A TRAIN driver worried about the Covid lockdown sent several texts about childcare concerns minutes before a railway crash in Bromsgrove on the same day Prime Minister Boris Johnson announced the restrictions.

A Rail Investigation Accident Branch report on the accident, which happened south of Bromsgrove station, on Monday, March 23, 2020, concluded the driver had been distracted by ‘personal issues’.

The unnamed man was driving a class 66 locomotive which derailed after running through a buffer stop at the end of a siding and came to rest on the main line, where it was hit by a passenger train travelling at 85mph.

Only four passengers and two crew members were on board the service – the 21:05 Cardiff Central to Birmingham New Street – when the crash happened at 10.44pm and nobody was injured.

The passenger train suffered significant damage along one side of all three of its coaches, the RAIB report added, although it did not derail, while the locomotive’s leading cab was also damaged.

The report said the driver of the locomotive had worked on the railway for 18 years and had no significant safety-related incidents on his record.

The collision occurred because there was insufficient time between the locomotive derailment and the passenger train’s arrival for the alarm to be raised and the passenger train to be stopped.

“It is possible that if the accident had occurred during the hours of daylight, the [passenger service] driver might have seen the locomotive slightly earlier, and been able to reduce the collision speed a little,” the report said.

The RAIB investigation said that the locomotive driver had watched the PM’s announcement to the nation before driving to work when he received a phone call from a family member.
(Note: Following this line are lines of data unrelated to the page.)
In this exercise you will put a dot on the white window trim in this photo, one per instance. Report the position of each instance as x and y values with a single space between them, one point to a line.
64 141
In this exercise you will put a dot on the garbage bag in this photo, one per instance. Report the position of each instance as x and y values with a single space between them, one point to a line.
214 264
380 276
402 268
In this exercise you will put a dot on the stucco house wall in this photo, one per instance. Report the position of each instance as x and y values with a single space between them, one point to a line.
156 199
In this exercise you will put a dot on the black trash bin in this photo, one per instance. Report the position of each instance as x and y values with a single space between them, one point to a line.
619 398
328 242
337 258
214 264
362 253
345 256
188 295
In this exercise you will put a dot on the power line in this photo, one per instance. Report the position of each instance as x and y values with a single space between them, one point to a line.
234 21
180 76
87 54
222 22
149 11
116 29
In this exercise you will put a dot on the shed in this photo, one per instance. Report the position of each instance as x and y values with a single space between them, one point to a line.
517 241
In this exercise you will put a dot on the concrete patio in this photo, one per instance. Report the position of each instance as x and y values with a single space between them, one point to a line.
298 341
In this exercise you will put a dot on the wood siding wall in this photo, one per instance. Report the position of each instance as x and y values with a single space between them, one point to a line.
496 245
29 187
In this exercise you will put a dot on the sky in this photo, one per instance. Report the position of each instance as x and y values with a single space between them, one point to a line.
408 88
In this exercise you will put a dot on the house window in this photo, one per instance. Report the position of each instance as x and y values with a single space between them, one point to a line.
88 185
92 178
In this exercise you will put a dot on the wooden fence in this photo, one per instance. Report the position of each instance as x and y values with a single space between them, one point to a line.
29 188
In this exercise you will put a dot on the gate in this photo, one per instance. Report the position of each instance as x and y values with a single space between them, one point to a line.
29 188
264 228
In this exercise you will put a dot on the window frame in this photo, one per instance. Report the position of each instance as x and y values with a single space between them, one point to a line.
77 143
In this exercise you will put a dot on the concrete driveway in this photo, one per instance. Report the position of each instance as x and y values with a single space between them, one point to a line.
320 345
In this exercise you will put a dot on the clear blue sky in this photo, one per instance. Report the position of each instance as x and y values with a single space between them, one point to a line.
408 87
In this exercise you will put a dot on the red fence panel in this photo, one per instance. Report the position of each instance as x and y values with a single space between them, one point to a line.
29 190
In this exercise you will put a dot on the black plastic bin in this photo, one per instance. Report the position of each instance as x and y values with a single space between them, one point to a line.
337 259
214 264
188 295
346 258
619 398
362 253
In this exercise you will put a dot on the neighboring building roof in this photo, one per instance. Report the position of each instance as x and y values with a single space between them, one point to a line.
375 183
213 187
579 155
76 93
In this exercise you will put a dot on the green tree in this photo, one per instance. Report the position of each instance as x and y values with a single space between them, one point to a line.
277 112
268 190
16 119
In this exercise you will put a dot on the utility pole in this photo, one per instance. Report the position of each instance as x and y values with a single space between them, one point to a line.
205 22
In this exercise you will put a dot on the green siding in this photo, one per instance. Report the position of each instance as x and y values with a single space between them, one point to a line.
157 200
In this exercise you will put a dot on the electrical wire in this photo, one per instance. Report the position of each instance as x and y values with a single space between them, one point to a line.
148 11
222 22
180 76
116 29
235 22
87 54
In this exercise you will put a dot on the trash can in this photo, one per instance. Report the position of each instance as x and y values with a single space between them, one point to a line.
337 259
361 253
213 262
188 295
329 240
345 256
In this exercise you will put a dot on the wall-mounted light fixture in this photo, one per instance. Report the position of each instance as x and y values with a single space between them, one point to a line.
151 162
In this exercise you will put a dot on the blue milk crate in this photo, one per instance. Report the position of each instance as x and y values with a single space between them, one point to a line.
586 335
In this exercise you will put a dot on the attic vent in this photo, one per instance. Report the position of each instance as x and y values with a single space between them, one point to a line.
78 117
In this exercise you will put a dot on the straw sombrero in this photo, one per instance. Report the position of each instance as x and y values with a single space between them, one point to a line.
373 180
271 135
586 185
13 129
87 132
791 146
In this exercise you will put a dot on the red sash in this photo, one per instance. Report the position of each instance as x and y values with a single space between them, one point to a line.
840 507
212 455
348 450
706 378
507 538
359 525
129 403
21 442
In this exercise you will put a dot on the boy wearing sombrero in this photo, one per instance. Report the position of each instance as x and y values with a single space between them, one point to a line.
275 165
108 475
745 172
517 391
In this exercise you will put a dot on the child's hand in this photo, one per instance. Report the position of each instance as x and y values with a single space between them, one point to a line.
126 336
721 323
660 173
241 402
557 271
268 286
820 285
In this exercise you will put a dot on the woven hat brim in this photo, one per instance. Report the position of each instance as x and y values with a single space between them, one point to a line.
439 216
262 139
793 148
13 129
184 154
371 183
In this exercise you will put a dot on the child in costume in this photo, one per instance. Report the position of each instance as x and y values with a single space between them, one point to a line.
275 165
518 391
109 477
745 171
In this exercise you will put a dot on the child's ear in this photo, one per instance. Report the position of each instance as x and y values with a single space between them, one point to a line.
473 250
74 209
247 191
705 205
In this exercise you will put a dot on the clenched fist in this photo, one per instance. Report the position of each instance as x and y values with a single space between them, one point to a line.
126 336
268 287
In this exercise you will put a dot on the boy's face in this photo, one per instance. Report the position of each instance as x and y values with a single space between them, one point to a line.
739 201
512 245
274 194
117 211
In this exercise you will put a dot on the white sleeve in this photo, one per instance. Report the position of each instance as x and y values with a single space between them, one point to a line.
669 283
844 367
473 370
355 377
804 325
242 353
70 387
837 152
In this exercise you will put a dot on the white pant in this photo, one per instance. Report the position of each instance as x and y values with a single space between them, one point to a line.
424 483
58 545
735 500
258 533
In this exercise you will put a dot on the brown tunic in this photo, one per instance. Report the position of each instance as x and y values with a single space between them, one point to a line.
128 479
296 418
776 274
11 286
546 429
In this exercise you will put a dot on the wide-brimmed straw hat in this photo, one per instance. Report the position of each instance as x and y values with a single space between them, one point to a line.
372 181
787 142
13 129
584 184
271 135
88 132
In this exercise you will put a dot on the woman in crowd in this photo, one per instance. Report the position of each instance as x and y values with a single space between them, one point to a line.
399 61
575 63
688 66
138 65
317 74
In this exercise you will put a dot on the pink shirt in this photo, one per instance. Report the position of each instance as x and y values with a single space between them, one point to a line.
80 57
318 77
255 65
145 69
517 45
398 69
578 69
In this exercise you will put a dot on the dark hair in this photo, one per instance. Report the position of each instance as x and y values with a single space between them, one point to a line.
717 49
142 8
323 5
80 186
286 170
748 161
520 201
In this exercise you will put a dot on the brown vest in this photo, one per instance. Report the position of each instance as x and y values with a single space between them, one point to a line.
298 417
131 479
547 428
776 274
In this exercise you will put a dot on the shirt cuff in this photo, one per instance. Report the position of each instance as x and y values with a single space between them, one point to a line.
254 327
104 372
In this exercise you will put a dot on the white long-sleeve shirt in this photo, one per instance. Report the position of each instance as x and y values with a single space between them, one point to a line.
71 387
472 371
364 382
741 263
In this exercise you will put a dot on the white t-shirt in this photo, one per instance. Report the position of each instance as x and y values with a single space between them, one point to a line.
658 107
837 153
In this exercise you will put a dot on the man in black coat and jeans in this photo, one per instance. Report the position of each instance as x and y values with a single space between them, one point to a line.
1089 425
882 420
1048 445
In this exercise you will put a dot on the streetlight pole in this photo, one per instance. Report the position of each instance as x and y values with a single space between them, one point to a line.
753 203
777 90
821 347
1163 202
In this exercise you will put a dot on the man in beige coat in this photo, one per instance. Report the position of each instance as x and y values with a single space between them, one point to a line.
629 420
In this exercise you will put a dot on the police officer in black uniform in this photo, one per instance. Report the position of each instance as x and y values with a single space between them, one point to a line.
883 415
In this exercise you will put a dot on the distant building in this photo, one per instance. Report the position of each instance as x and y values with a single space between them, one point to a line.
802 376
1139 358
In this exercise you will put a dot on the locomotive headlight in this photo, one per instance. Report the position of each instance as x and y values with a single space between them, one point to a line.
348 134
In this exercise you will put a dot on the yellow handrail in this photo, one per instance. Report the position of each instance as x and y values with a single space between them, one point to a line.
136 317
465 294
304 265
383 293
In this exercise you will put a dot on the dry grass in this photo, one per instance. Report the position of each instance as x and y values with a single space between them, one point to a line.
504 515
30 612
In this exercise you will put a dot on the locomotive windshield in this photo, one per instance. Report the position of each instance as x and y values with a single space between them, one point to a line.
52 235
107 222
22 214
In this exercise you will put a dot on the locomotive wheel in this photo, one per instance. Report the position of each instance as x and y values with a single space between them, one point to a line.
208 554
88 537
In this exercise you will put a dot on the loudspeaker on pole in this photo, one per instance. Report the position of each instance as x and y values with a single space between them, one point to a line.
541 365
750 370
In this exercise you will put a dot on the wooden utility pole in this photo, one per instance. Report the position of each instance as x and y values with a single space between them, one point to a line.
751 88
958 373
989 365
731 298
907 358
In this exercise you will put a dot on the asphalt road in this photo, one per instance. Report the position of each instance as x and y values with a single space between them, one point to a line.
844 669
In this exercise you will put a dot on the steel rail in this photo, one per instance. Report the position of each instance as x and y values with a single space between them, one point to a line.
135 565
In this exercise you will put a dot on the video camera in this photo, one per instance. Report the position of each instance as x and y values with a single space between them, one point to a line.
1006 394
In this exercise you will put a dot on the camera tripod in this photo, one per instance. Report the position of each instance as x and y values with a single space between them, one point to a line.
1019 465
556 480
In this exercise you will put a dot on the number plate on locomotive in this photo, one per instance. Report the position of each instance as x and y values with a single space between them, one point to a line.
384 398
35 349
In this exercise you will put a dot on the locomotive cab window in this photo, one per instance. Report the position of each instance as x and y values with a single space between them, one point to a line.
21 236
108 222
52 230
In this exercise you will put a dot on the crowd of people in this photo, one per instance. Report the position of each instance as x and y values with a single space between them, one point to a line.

“There was a worried discussion about what the earlier televised announcement would mean for his childcare arrangements,” the report added.

Later, while driving the locomotive from Walsall to Bromsgrove, he “received three text messages on his personal mobile phone” over a period of 11 minutes and sent “four text message replies”.

All of the messages related to concerns about childcare and the closure of schools and at 10:38pm, six minutes before the crash, he received and replied to a picture message showing advice from the school relating to school provision.

The report added that the train driver’s childcare arrangements ‘had relied on support from other family members which would be prohibited under lockdown. It was clear to him that this would make it very difficult for him to continue to manage his shift working pattern’.

The RIAB report said the use of a personal mobile phone in the drivers’ cab was against policy but the driver said he had forgotten to put it in his bag and instead left it in his pocket.

“The fact that the mobile phone was vibrating in his pocket, combined with the significant, unresolved childcare issue, drew him to read and respond to the mobile phone messages while he was driving the locomotive,” the report added.

“He sent no further messages, but continued to worry about how the childcare issue could be resolved, while the locomotive coasted along the siding towards the buffer stop.

“The result of this was that he was temporarily distracted from the driving task while in the siding.

“It was only when the locomotive was about 40 metres away from the buffer stop that the driver became aware of his location and immediately made a full application of the locomotive’s brakes. However, it was too late to avoid a collision with the buffer stop.”

RAIB recommended Network Rail review its processes and standards for managing buffer stop collision risk on non-platform terminal tracks.

It also identified three learning points for drivers, relating to compliance with mobile phone policies in the driving cab, informing signallers of accidents and safe exit from trains during an incident.